Mitochondrial cysteinyl-transfer RNA synthetase 2 (CARS2) is involved not only in the ligation of cysteine to transfer RNA but also in the synthesis of intracellular supersulfides. In this study, we investigated the role of CARS2 in the survival of retinal ganglion cells (RGCs) under excitotoxic conditions. Immunohistochemical analysis showed strong expression of CARS2 in RBPMS-positive RGCs in the mouse retina. Overexpression of exogenous human CARS2 (hCARS2) in mouse retinas and in the rat-derived retinal cell line R28 did not affect endogenous CARS2 mRNA levels.

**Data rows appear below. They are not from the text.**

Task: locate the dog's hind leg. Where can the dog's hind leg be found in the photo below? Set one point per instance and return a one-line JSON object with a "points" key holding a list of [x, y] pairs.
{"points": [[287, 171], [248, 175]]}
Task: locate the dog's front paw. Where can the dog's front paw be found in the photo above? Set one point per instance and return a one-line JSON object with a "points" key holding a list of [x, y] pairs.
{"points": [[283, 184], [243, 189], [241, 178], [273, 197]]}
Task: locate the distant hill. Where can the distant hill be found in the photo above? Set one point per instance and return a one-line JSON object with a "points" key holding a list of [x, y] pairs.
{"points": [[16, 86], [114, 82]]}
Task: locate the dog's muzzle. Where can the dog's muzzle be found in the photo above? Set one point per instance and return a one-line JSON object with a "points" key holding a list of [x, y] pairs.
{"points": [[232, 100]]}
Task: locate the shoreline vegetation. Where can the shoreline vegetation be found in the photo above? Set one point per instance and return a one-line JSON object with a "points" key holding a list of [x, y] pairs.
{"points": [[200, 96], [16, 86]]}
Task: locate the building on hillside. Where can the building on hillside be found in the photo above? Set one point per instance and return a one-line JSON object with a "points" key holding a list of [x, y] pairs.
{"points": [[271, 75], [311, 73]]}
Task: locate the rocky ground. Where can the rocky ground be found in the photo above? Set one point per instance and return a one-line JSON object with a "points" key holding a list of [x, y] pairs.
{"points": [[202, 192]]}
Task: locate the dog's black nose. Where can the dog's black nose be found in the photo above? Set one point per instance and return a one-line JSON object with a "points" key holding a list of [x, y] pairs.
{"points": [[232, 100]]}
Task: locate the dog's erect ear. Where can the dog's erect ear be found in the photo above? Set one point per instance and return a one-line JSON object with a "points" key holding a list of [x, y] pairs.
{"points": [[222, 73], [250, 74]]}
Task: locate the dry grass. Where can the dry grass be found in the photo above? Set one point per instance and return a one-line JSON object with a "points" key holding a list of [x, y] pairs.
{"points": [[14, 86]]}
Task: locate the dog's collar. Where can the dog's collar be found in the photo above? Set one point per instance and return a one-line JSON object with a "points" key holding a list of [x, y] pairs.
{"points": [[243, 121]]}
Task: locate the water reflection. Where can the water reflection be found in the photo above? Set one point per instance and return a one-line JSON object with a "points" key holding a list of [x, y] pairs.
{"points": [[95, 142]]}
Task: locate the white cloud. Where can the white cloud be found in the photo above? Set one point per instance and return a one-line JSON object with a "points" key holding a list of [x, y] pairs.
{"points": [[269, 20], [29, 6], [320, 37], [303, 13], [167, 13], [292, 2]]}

Adeno-associated virus 2-mediated overexpression of hCARS2 in RGCs significantly reduced cell death induced by excitotoxicity following intravitreal injection of N-methyl-D-aspartate. Similarly, hCARS2 overexpression decreased glutamate-induced excitotoxic cell death in R28 cells. Quantitative reverse transcription polymerase chain reaction analysis demonstrated a significant increase in CARS2 expression in R28 cells treated with glutamate. Using specific probes, we found that hCARS2-overexpressing R28 cells treated with glutamate exhibited higher intracellular levels of sulfane sulfur species and lower levels of Reactive Oxygen Species (ROS) than control cells with basal CARS2 expression. Moreover, the oxidative stress marker gene Hmox1 was significantly downregulated in CARS2-overexpressing R28 cells compared with control cells. Taken together, these findings suggest that CARS2 plays a critical role in protecting retinal cells from excitotoxic cell death by increasing sulfane sulfur production and decreasing ROS accumulation. Given that CARS2 is predominantly expressed in RGCs among retinal cells, it may serve as a preemptive defense mechanism that enhances antioxidative activity at basal expression levels to support RGC survival.

CARS2; Neuroexcitotoxicity; Oxidative stress; RGC degeneration; Supersulfide.